Les dirigeants libanais ont accusé jeudi Israël d'avoir perpétré un "crime de guerre" en frappant la maison où s'étaient réfugiées les journalistes et en entravant l'arrivée des secours. L'armée israélienne a dit examiner les faits.
Une frappe israélienne dans le sud du Liban a fait trois morts jeudi, a annoncé le ministère libanais de la Santé.

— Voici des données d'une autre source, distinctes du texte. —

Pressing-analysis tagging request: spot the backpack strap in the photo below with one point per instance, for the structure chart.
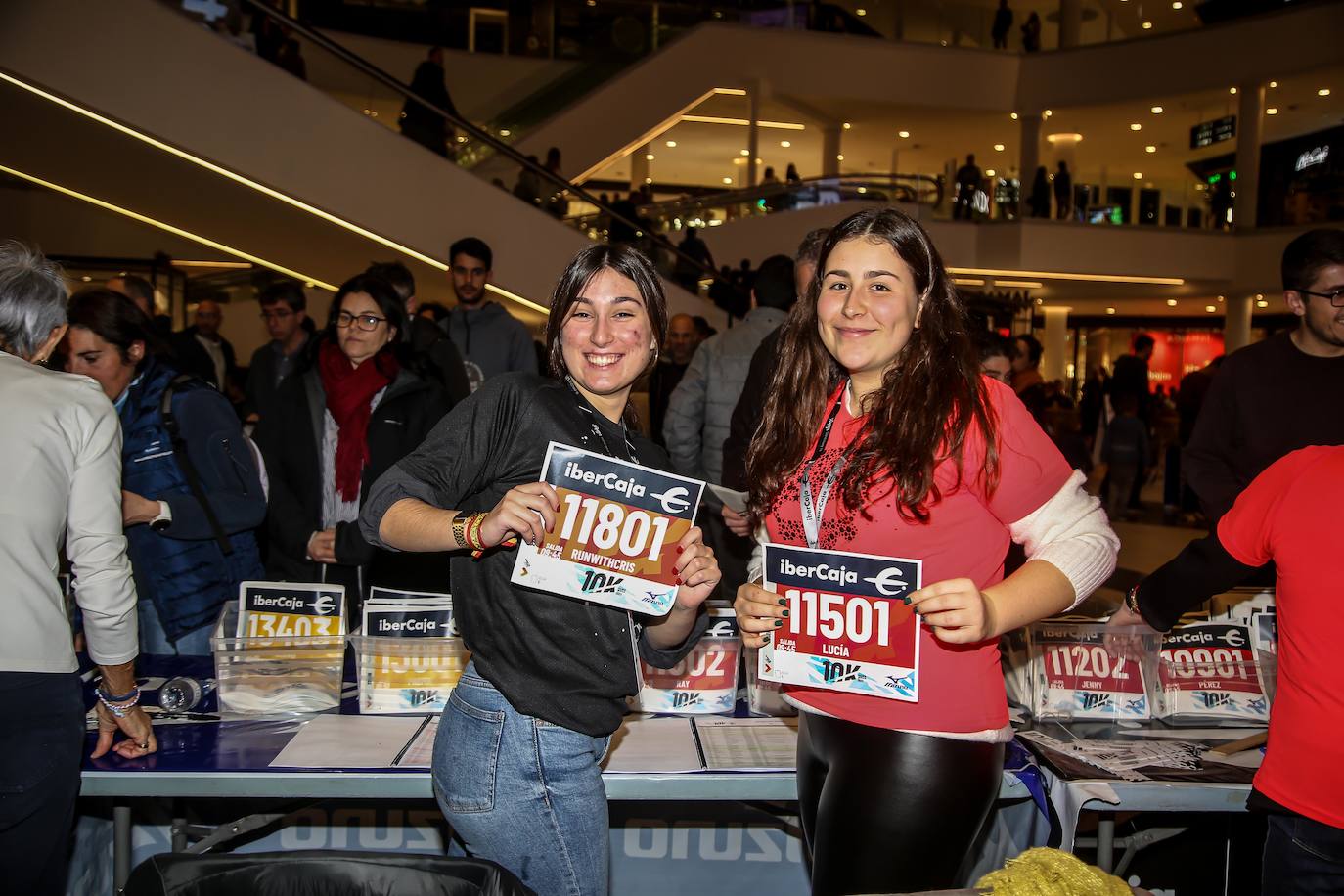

Le Hezbollah a pour sa part revendiqué des attaques contre les troupes israéliennes en territoire libanais.
- "Un seul obstacle" -
Une source officielle a indiqué à l'AFP que le Liban demanderait la prolongation de la trêve, qui expire dimanche soir, pour une période d'un mois.
Les deux pays ont accepté, à l'issue de la première session de pourparlers, d'entamer des négociations directes en vue d'une paix durable, à une date et un lieu qui doivent être fixés ultérieurement.
Le Liban a chargé Simon Karam, un diplomate chevronné, de présider la délégation de son pays pour ces tractations.
Le ministre israélien des Affaires étrangères, Gideon Saar, a affirmé de son côté mercredi qu'Israël n'avait "pas de désaccords sérieux" avec le Liban.
"Il y a un seul obstacle à la paix et à la normalisation entre les deux pays, c'est le Hezbollah", a-t-il expliqué, lançant un appel au gouvernement libanais à travailler "ensemble contre l'Etat terroriste que le Hezbollah a construit sur votre territoire".
L'armée israélienne, qui est entrée en territoire libanais, a établi une "ligne jaune" de séparation dans le sud, comme dans la bande de Gaza, disant vouloir protéger la population du nord d'Israël.
Selon les termes de la trêve, Israël affirme se réserver le droit d'agir contre des "attaques planifiées, imminentes ou en cours" au Liban.
Le cessez-le-feu au Liban avait été réclamé par Téhéran comme l'une des conditions à la reprise de pourparlers avec Washington, en vue d'aboutir à une paix durable entre l'Iran et les Etats-Unis.
Le président libanais a indiqué que les futures négociations seraient "distinctes" des pourparlers entre l'Iran et les Etats-Unis.
Donald Trump a annoncé mardi une prolongation de la trêve entre son pays et l'Iran, en vigueur depuis le 8 avril, émaillée de tensions dans le détroit d'Ormuz.